When formaldehde is added to water, the equilibrium shown in Equation 6 is established rapidly. An aqueous solution of formaldehyde is called formalin. It contains virtually no free formaldehyde, i.e. Keq >>> 1.
This reaction is analogous to the hydration of an alkene. If you recall, the mechanism of the acid catalysed hydration of an alkene involves protonation of the pi bond to produce an intermediate carbocation. Acid is required because the C-C bond is not polar. There is no C-C bond dipole to exert a Coulombic attraction toward a water molecule. Protonation produces a positive charge on one of the carbon atoms, which then attracts a lone pair of electrons on the oxygen atom of a water molecule. Since the pi bond in formaldehyde is polarized, water will be attracted to the positive end of the C-O bond dipole without the need for an acid.
The same is true of other aldehydes and ketones. But, as the bulk of the substituents attached to the carbonyl carbon increases, access to that carbon becomes more difficult and the rate of addition becomes slower.
In the same way that acid catalyses the addition of water to an alkene, it will also increase the rate of addition of water (and alcohols) to an aldehyde or ketone. Figure 2 compares the two processes.
The reactions of aldehydes and ketones with alcohols parallel their reactions with water. Figure 3 illustrates both processes.

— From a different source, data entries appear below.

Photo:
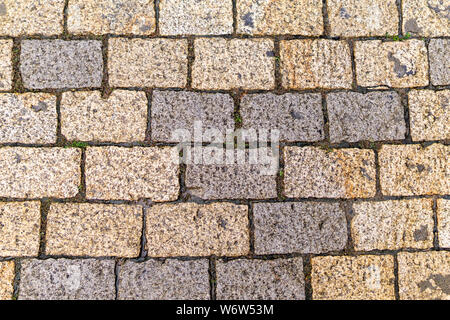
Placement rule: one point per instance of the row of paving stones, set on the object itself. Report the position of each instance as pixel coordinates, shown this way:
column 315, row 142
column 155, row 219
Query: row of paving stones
column 348, row 18
column 421, row 275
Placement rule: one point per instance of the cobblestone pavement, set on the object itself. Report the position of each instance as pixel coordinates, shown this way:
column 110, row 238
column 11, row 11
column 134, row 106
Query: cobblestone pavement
column 93, row 207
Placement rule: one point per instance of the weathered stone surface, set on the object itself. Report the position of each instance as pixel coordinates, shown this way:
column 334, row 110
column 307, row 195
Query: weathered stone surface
column 309, row 64
column 303, row 227
column 111, row 16
column 5, row 64
column 189, row 229
column 353, row 278
column 233, row 63
column 301, row 17
column 195, row 17
column 164, row 280
column 243, row 279
column 31, row 17
column 64, row 279
column 86, row 116
column 429, row 18
column 147, row 62
column 424, row 275
column 6, row 280
column 356, row 18
column 132, row 173
column 96, row 230
column 311, row 172
column 58, row 64
column 298, row 117
column 443, row 215
column 392, row 64
column 439, row 52
column 39, row 172
column 429, row 113
column 175, row 110
column 393, row 225
column 28, row 118
column 19, row 228
column 414, row 170
column 375, row 116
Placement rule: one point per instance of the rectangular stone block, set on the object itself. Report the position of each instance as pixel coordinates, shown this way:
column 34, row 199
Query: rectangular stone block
column 393, row 225
column 192, row 17
column 298, row 227
column 95, row 230
column 31, row 17
column 64, row 279
column 39, row 172
column 181, row 110
column 164, row 280
column 147, row 62
column 407, row 170
column 429, row 113
column 366, row 18
column 19, row 229
column 391, row 64
column 353, row 278
column 115, row 173
column 301, row 17
column 311, row 172
column 135, row 17
column 233, row 63
column 374, row 116
column 298, row 117
column 243, row 279
column 424, row 275
column 28, row 118
column 189, row 229
column 86, row 116
column 59, row 64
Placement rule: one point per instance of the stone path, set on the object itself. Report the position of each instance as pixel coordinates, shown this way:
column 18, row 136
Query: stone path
column 93, row 207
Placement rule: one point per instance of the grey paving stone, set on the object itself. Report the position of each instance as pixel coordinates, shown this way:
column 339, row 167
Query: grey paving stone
column 57, row 64
column 307, row 227
column 64, row 279
column 280, row 279
column 375, row 116
column 164, row 280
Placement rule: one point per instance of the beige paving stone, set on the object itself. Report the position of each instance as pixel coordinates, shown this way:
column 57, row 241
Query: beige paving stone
column 392, row 64
column 233, row 63
column 308, row 64
column 147, row 62
column 96, row 230
column 190, row 229
column 301, row 17
column 28, row 118
column 393, row 225
column 407, row 170
column 31, row 17
column 429, row 113
column 86, row 116
column 353, row 278
column 428, row 18
column 443, row 215
column 424, row 275
column 111, row 17
column 356, row 18
column 311, row 172
column 6, row 280
column 116, row 173
column 6, row 64
column 19, row 229
column 207, row 17
column 39, row 172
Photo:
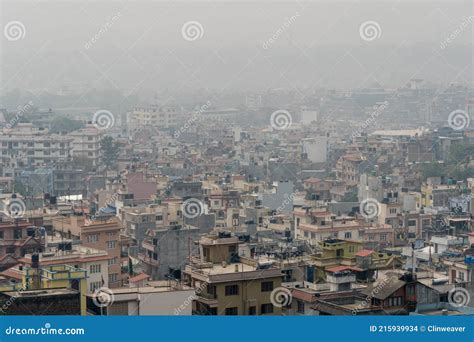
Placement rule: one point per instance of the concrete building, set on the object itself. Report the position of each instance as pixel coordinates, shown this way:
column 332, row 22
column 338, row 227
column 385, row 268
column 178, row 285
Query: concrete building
column 86, row 143
column 28, row 146
column 165, row 250
column 156, row 298
column 229, row 285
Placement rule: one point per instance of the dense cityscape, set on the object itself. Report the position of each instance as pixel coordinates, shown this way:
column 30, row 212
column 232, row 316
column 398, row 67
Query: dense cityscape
column 318, row 200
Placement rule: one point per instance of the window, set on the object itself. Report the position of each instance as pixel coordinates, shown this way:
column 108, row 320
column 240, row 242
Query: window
column 92, row 238
column 113, row 277
column 232, row 311
column 267, row 286
column 232, row 290
column 300, row 306
column 94, row 285
column 266, row 309
column 17, row 234
column 94, row 268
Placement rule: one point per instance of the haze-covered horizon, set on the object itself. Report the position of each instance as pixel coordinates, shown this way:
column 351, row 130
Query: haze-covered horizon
column 71, row 47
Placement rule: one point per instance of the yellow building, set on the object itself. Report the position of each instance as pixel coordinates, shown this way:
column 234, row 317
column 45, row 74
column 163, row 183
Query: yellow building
column 230, row 285
column 57, row 277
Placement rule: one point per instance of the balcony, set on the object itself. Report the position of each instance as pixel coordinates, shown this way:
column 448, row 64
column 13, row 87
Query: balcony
column 207, row 299
column 146, row 259
column 341, row 279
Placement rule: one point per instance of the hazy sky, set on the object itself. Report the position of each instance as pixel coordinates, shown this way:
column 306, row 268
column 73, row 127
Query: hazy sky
column 140, row 44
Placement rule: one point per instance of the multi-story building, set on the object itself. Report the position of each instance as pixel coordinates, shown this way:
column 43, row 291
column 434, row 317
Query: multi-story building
column 86, row 143
column 154, row 116
column 94, row 261
column 29, row 146
column 228, row 284
column 17, row 238
column 165, row 250
column 102, row 235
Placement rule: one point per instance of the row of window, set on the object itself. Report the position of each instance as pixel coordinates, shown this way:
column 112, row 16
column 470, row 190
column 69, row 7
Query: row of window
column 233, row 290
column 264, row 310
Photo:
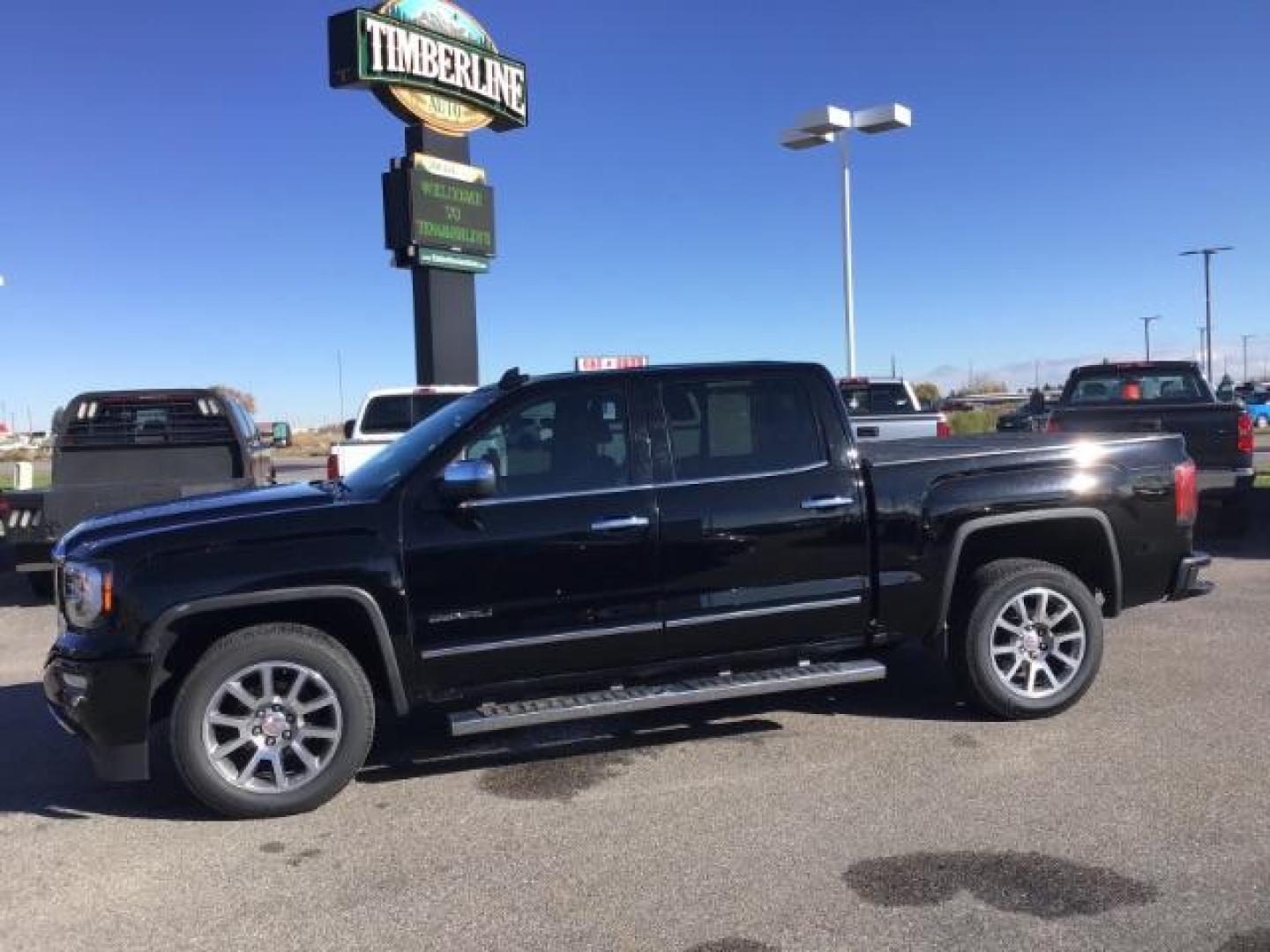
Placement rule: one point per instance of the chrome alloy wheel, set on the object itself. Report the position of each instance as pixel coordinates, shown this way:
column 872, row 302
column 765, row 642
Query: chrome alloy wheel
column 1038, row 643
column 272, row 727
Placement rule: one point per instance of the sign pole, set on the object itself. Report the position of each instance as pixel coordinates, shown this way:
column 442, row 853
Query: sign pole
column 444, row 301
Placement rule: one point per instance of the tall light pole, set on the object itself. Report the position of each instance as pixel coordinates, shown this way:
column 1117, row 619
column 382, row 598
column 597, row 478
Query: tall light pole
column 828, row 124
column 1208, row 294
column 1146, row 331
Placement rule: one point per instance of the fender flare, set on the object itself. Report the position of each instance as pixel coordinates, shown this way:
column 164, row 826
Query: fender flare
column 990, row 522
column 349, row 593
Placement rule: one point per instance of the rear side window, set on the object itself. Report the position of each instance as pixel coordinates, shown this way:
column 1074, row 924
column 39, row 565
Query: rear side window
column 1124, row 386
column 739, row 427
column 136, row 420
column 397, row 413
column 877, row 398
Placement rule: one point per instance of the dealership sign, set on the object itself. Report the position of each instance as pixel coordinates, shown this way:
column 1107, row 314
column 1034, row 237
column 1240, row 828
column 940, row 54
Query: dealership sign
column 430, row 63
column 435, row 217
column 609, row 363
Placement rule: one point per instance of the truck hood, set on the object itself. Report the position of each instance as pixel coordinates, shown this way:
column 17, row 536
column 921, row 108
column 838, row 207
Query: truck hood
column 89, row 536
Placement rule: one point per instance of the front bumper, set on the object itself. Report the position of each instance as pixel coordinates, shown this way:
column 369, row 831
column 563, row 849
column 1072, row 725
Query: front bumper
column 1186, row 582
column 107, row 704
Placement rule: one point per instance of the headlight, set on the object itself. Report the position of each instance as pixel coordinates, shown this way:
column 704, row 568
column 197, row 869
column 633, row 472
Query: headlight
column 88, row 593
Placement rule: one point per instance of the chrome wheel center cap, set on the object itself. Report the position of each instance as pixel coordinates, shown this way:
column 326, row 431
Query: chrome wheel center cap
column 273, row 724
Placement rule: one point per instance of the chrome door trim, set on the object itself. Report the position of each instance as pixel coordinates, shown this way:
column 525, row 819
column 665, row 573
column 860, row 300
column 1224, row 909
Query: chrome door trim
column 828, row 502
column 669, row 484
column 759, row 612
column 617, row 524
column 537, row 640
column 767, row 475
column 548, row 496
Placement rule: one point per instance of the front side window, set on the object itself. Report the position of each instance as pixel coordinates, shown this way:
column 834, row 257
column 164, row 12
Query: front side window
column 739, row 427
column 571, row 442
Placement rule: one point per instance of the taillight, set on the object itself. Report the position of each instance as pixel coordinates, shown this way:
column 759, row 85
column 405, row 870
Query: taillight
column 1185, row 494
column 1244, row 444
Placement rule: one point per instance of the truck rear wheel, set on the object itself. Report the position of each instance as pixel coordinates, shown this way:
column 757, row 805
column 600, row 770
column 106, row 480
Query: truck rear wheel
column 273, row 720
column 1032, row 641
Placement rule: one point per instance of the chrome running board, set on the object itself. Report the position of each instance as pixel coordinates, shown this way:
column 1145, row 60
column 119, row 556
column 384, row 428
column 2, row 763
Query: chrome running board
column 691, row 691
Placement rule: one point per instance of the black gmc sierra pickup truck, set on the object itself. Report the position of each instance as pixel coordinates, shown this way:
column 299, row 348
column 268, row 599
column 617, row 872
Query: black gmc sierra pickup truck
column 583, row 545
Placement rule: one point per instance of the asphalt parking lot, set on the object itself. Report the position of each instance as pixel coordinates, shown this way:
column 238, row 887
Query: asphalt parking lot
column 875, row 818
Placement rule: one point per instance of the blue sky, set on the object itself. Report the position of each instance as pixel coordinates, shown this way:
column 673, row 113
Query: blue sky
column 184, row 201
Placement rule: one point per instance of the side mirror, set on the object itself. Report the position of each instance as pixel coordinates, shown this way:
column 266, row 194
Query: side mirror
column 467, row 479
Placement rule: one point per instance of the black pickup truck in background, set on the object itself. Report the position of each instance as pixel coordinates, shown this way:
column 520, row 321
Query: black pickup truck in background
column 1168, row 397
column 116, row 450
column 586, row 545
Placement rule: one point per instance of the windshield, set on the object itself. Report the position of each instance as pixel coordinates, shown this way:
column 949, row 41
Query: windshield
column 397, row 413
column 1129, row 385
column 877, row 398
column 394, row 461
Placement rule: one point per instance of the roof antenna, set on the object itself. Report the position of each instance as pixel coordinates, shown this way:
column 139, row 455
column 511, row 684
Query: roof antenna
column 512, row 378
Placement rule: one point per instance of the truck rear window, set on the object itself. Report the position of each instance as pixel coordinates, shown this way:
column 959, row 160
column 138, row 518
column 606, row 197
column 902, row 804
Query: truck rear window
column 863, row 398
column 131, row 421
column 397, row 413
column 1124, row 386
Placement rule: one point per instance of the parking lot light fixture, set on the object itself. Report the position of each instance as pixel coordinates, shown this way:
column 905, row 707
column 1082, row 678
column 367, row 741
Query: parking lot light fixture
column 1208, row 297
column 832, row 123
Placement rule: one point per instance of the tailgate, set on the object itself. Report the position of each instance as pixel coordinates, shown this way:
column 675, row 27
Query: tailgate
column 1211, row 430
column 22, row 517
column 893, row 427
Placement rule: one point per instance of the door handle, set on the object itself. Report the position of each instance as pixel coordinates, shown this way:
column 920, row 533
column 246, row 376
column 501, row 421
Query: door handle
column 827, row 502
column 625, row 522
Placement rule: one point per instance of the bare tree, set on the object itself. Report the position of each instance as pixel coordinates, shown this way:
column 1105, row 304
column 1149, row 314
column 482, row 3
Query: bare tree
column 242, row 397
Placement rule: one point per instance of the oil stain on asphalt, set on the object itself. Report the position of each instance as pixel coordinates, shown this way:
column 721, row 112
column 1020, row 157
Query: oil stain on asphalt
column 1255, row 941
column 1032, row 883
column 559, row 779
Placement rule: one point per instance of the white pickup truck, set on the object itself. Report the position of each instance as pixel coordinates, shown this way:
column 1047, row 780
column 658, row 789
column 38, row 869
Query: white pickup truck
column 888, row 409
column 385, row 415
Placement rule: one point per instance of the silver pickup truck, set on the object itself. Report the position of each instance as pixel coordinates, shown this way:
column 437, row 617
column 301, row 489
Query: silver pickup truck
column 888, row 409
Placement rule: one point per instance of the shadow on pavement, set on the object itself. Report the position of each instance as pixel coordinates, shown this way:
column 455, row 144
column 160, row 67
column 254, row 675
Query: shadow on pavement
column 917, row 687
column 45, row 772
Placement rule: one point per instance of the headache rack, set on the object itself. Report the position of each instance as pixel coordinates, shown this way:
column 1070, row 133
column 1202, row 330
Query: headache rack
column 145, row 421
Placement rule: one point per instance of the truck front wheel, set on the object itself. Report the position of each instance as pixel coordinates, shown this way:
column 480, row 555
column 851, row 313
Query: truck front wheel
column 273, row 720
column 1032, row 641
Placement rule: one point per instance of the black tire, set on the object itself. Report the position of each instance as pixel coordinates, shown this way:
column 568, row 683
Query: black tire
column 990, row 589
column 41, row 585
column 280, row 643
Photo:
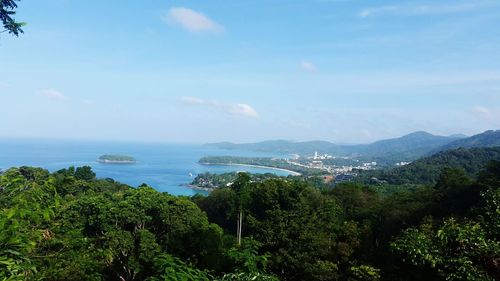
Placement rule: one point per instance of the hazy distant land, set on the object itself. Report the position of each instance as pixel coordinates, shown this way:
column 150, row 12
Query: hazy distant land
column 116, row 159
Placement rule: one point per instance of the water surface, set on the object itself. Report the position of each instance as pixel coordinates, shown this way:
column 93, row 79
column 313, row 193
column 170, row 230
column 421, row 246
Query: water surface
column 166, row 167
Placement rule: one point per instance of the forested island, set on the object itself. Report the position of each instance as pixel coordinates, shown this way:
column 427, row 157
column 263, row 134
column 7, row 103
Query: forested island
column 116, row 159
column 209, row 181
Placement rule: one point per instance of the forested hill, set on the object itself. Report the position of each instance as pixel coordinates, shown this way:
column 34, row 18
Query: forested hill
column 428, row 169
column 68, row 225
column 405, row 148
column 487, row 139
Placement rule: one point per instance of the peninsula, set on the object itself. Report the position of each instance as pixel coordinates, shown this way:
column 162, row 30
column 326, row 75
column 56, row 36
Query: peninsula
column 116, row 159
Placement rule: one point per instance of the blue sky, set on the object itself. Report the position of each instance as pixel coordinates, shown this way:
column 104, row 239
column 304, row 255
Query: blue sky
column 200, row 71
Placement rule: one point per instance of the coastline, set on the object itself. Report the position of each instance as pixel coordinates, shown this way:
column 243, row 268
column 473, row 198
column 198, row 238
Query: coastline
column 292, row 173
column 195, row 187
column 115, row 162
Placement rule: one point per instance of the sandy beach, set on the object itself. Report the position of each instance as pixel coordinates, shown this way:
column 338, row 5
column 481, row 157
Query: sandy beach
column 293, row 173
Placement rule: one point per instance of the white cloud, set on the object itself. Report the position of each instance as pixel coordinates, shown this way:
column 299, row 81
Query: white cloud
column 52, row 94
column 307, row 65
column 192, row 21
column 243, row 110
column 239, row 109
column 415, row 10
column 192, row 100
column 481, row 110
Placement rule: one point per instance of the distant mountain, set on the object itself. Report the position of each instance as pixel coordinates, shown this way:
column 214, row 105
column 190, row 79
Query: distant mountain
column 428, row 169
column 283, row 146
column 406, row 148
column 487, row 139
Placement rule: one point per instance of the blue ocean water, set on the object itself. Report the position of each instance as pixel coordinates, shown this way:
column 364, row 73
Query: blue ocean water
column 166, row 167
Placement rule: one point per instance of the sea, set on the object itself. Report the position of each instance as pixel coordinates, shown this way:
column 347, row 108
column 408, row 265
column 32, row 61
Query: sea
column 165, row 167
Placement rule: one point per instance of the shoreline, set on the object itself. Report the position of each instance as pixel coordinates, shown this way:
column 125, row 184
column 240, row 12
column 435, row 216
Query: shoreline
column 292, row 173
column 195, row 187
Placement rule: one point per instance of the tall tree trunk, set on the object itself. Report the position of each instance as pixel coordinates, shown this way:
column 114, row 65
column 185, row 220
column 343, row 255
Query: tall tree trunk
column 238, row 228
column 240, row 223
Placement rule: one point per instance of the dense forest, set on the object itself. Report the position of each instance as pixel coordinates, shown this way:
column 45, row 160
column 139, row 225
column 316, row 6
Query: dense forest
column 427, row 170
column 68, row 225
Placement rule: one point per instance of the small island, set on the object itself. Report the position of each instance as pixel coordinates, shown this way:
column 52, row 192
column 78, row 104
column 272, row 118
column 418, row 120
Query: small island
column 116, row 159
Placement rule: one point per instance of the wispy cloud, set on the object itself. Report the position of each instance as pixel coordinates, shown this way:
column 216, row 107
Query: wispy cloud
column 426, row 9
column 192, row 100
column 238, row 109
column 192, row 21
column 52, row 94
column 307, row 65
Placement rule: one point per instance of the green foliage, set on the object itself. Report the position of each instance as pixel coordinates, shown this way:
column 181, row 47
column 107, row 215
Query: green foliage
column 68, row 225
column 246, row 257
column 7, row 12
column 427, row 170
column 247, row 277
column 173, row 269
column 364, row 273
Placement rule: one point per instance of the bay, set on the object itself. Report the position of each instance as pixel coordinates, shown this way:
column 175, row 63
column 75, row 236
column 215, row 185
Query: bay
column 165, row 167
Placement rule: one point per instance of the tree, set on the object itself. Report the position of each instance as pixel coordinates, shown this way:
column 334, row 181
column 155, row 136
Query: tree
column 84, row 173
column 240, row 187
column 7, row 12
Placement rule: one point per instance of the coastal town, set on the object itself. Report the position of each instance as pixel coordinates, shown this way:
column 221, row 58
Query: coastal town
column 325, row 167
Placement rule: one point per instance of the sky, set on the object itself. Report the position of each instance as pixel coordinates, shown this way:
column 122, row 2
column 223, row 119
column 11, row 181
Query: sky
column 346, row 71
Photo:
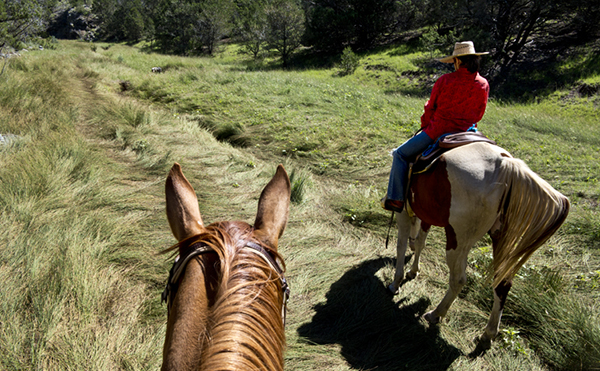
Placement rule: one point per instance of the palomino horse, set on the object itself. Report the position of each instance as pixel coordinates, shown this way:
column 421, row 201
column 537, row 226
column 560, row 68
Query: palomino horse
column 470, row 191
column 226, row 293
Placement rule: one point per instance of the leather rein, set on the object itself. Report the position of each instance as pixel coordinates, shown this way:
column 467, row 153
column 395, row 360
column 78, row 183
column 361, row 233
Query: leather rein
column 199, row 248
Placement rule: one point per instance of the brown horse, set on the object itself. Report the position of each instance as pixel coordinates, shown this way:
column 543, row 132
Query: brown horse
column 470, row 191
column 226, row 293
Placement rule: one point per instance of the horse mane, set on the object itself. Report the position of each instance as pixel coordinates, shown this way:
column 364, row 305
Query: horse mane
column 245, row 329
column 531, row 212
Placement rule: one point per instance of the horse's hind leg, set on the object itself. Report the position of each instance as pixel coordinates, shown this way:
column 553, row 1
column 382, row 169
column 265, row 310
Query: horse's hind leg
column 456, row 257
column 492, row 328
column 421, row 230
column 404, row 227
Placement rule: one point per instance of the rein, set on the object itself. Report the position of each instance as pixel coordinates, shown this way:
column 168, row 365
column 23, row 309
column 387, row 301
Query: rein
column 199, row 248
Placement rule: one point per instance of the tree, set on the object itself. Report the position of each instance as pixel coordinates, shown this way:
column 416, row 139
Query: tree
column 21, row 19
column 213, row 23
column 335, row 24
column 250, row 22
column 285, row 21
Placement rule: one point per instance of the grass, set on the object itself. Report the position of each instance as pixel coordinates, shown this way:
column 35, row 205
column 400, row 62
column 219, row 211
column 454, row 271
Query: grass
column 82, row 210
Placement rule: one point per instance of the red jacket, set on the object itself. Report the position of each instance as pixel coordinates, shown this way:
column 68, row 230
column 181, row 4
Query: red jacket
column 457, row 101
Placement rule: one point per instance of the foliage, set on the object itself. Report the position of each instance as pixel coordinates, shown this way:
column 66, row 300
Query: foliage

The addition of one molecule of an alcohol to an aldehyde produces a hemiacetal. Note that in acetaldehyde the carbonyl carbon has two bonds to the oxygen, one to the hydrogen, and one bond to carbon. In the hemiacetal the carbon also has two bonds to oxygen (different oxygens), one bond to hydrogen and one bond to carbon. The addition of one molecule of an alcohol to a ketone produces a hemiketal. The prefix hemi means half: under appropriate conditions, aldehydes and ketones may react with two molecules of an alcohol to produce acetals and ketals, respectively. Figure 4 extends the conversion of the methanol-acetaldehyde hemiacetal to its corresponding dimethylacetal. An analogous sequence of steps would convert the methanol hemiketal of acetone into the dimethylketal.
Many important examples of hemiacetals, acetals, hemiketals, and ketals may be found in sugars. The four sugars shown in Figure 5 contain examples of hemiacetals, acetals, and ketals.
Equation 7 depicts the esterification of an alcohol that was performed during the total synthesis of taxol. Other, potentially reactive, OH groups were protected from reaction by the formation of a cyclic ketal prior to the esterification step.
The molecular fragment indicated in red in Equation 7 is part of a cyclic ketal, which, as Equation 8 indicates, may be formed by the reaction of a diol with a ketone.
The equilibrium shown in this reaction may be shifted to the right by use of an excess of alcohol or by removal of the water as it forms. Conversely, it may be shifted to the left, i.e. the diol may be regenerated from the cyclic ketal by addition of excess aqueous acid.